The deal is the result of an agreement over the terms of the lease of San Diego Jack Murphy Stadium reached last December between the city and the San Diego Padres baseball team. The Chargers' "favored nation" clause allows them to demand adoption of more favorable provisions negotiated by the Padres.

Assistant City Manager Jack McGrory said most of the provisions existed in the Padres' agreement since 1964, but Chargers officials did not demand equal treatment until they reviewed the latest contract between the city and the Padres this year.
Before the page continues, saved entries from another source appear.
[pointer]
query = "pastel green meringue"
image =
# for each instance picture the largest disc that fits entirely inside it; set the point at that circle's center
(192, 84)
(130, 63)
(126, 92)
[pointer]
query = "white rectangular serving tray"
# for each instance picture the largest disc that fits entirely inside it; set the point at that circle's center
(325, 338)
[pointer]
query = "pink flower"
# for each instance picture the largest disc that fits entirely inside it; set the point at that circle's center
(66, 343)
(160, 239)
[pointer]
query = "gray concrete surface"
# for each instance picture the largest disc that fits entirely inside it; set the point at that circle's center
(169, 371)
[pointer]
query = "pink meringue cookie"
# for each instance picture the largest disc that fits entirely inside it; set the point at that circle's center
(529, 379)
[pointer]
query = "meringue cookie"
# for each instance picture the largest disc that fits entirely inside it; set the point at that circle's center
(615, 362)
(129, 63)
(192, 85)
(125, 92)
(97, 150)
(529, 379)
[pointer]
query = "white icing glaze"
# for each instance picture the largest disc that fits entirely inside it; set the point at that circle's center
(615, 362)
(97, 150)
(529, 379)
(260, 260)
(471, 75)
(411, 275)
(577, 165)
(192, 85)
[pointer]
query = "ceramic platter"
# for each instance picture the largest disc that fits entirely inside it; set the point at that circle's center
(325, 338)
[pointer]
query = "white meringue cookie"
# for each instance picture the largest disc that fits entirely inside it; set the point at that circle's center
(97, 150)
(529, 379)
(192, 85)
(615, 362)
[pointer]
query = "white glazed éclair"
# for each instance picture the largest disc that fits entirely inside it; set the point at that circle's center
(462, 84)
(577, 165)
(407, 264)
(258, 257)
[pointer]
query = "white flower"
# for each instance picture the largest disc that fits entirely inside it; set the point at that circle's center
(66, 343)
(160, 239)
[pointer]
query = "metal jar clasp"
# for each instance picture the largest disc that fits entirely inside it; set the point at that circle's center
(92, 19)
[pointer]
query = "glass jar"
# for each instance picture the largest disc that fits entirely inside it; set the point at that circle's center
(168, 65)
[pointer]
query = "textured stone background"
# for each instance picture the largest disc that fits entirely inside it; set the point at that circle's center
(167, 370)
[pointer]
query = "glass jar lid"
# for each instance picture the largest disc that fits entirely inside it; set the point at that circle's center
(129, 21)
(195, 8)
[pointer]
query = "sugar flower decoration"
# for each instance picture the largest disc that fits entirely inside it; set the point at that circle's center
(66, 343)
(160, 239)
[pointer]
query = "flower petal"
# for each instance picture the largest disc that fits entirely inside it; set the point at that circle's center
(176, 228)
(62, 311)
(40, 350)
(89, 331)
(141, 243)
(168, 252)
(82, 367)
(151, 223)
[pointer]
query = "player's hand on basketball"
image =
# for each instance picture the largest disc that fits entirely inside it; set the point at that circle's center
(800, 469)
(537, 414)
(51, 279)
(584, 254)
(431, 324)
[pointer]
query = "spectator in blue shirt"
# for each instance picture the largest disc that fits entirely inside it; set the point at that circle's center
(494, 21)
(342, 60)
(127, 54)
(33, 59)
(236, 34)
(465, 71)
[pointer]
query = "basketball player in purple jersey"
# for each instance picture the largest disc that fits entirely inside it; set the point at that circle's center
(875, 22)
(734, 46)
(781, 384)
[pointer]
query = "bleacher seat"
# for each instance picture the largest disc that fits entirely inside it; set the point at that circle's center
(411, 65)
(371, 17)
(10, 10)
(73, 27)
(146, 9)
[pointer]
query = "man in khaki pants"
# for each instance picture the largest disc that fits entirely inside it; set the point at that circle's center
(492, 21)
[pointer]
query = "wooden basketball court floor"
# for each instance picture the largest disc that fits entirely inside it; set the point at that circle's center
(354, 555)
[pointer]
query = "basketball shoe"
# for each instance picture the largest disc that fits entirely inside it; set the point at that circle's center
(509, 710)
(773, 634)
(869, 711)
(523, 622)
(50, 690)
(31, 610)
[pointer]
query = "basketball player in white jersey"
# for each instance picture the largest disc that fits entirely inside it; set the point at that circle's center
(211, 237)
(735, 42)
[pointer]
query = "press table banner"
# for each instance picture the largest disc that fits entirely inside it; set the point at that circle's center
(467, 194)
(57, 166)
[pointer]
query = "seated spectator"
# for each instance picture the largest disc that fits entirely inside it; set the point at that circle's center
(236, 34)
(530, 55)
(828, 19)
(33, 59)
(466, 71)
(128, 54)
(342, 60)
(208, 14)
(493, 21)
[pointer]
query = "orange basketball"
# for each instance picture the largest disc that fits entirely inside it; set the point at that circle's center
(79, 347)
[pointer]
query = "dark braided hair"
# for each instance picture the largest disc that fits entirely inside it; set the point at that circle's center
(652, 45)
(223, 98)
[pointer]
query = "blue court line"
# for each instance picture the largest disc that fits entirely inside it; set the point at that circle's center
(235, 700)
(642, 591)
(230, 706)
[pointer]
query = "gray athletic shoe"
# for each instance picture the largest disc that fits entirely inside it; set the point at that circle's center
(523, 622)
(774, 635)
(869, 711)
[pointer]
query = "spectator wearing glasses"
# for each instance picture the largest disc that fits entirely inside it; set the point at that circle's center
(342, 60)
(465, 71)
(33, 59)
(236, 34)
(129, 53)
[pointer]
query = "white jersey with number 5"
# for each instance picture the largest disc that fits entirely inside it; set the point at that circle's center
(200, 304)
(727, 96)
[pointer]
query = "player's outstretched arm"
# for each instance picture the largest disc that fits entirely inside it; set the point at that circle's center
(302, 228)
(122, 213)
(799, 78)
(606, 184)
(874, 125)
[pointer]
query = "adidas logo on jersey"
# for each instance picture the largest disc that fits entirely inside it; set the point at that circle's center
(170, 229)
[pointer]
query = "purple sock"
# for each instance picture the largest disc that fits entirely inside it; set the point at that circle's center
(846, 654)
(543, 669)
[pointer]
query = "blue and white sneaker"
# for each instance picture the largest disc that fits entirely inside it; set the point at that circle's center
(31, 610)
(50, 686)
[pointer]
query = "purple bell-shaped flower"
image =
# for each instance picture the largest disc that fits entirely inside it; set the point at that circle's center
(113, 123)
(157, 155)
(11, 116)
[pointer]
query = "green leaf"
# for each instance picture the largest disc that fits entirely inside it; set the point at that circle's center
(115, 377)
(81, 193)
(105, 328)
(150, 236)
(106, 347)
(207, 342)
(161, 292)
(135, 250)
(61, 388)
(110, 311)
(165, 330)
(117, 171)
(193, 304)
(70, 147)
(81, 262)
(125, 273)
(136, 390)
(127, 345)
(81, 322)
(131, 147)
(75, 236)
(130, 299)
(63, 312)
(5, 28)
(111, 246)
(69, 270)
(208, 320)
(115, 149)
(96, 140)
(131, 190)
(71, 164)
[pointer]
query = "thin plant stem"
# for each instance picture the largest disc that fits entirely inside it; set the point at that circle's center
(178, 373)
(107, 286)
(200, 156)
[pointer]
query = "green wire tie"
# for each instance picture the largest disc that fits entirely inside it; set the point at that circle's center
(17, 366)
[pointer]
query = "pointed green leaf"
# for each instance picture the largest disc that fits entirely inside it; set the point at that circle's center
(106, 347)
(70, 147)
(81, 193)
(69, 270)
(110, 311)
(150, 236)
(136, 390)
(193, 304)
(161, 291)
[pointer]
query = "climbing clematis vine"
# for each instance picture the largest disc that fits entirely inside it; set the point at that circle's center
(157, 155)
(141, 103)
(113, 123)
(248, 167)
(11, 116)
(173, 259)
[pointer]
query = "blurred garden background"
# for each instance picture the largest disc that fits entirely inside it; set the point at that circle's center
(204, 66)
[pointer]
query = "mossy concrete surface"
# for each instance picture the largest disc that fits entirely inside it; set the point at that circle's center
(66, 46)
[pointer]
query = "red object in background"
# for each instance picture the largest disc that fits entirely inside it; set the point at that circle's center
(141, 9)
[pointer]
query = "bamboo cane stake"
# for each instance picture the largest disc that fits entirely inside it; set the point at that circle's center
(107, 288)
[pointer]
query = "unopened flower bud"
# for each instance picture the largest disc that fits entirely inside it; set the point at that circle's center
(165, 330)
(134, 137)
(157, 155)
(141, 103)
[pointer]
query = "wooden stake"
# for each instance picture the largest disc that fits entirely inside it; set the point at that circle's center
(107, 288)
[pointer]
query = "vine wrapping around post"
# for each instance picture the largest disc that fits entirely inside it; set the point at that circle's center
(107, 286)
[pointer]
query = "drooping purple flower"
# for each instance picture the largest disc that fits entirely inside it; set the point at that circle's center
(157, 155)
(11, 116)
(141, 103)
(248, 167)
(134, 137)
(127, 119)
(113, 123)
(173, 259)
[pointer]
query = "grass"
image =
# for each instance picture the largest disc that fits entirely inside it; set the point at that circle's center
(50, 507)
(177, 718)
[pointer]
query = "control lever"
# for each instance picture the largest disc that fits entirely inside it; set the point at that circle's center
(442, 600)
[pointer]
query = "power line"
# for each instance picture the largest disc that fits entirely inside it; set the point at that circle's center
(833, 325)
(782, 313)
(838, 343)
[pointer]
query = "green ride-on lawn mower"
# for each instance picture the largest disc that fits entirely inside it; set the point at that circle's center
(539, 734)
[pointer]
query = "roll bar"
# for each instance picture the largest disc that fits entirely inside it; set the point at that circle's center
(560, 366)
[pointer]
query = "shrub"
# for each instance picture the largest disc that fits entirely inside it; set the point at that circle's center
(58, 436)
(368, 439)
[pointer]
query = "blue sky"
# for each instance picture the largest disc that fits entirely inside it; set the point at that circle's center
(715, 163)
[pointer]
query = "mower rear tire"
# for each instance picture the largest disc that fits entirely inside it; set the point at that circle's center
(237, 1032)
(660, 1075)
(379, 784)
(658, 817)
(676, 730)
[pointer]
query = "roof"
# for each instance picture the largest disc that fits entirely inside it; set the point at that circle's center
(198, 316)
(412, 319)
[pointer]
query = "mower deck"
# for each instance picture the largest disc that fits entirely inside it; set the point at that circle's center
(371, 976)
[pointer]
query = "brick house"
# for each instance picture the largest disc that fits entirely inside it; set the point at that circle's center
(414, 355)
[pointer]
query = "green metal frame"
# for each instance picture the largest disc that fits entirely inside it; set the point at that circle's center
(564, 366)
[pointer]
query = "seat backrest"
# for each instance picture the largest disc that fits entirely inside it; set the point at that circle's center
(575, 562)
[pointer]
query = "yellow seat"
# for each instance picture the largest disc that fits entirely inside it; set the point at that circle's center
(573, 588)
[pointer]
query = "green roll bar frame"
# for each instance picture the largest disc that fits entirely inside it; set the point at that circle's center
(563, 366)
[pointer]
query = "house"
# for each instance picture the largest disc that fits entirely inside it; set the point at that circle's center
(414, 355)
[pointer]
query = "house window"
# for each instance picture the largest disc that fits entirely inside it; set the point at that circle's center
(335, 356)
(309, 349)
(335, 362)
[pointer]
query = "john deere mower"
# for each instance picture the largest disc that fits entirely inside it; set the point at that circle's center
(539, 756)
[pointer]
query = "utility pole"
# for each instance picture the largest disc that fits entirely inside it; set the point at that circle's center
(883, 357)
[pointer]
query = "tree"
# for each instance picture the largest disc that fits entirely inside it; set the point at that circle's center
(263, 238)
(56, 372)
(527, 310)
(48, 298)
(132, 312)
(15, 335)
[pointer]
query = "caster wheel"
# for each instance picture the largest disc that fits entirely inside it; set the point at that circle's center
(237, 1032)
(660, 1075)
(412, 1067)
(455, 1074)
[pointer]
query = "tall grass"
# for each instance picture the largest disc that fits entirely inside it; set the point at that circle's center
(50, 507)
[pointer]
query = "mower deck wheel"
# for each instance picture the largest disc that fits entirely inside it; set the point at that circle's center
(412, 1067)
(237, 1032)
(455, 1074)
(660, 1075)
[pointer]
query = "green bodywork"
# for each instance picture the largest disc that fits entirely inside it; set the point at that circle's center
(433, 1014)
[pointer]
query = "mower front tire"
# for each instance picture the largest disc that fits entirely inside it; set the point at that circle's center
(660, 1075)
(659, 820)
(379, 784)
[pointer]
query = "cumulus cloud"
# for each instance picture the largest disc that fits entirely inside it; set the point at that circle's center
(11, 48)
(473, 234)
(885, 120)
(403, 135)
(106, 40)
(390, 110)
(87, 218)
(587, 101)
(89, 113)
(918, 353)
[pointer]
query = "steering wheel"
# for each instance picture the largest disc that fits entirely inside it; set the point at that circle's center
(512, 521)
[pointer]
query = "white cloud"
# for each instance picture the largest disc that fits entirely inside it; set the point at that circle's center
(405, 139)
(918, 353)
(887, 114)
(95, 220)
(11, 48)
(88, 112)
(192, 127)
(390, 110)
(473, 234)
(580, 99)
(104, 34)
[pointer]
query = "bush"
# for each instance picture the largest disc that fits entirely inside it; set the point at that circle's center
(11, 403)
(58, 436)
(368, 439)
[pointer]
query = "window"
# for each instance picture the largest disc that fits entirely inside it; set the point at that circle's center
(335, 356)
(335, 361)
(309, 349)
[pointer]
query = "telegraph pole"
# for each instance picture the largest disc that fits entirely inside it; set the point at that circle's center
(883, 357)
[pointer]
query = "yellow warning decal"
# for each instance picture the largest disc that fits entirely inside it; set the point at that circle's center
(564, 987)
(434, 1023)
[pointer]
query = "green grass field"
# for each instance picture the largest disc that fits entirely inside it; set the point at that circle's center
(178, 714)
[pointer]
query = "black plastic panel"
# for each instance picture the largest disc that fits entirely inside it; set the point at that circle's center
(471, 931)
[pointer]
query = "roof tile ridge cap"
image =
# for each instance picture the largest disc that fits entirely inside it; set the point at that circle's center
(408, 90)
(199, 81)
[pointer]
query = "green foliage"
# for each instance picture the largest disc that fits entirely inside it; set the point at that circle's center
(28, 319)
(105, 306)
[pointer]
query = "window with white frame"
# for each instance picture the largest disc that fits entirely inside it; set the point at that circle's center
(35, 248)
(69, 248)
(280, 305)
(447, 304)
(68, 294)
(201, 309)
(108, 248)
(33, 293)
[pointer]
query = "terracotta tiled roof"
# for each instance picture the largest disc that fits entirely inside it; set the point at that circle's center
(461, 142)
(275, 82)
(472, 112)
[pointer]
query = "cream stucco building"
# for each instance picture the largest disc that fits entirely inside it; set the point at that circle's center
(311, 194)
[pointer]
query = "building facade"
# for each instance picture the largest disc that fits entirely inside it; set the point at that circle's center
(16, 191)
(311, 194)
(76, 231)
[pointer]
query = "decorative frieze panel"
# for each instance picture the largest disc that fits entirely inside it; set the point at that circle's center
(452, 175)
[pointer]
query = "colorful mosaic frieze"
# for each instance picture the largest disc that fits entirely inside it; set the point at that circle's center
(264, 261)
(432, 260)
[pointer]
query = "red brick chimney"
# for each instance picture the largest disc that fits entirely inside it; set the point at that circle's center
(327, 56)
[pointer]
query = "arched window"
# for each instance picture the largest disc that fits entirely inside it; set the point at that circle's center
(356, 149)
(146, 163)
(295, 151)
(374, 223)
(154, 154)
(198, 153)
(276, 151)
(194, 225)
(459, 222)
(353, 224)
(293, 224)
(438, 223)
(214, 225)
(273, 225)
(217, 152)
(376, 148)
City attorneys advised council members that the Chargers' negotiating stance was legal, and said that the club would probably have filed suit if the council did not agree to the new terms, McGrory said. The council agreed to the new plan in closed session, and the city's Stadium Authority approved it last week.

Assuming Chargers attendance averages 50,000 per home game, the city will lose $46,000 in 1988, $124,000 in 1989 and 1990, and $151,000 in 1991, a report conducted by McGrory shows. During the 15-year life of the contract, the city will lose a little more than $130,000 of the $2.1 million it now earns from the games each year, he said.

Under the new agreement, the Chargers will receive a larger share of revenue from concessions, tickets and parking. However, a $124,000 reduction in ticket revenue will be offset by the rescheduling of an extra home game in 1990, to make up for one that was canceled during the 1987 players' strike.

The city must also pay for the installation of more seats at the field level of the west end zone, as long as attendance warrants, a cost that will be offset by the city's share of increased ticket revenue as ticket prices rise.

The city also agreed to pay $20,000 as its share of refurbishing stadium sky boxes.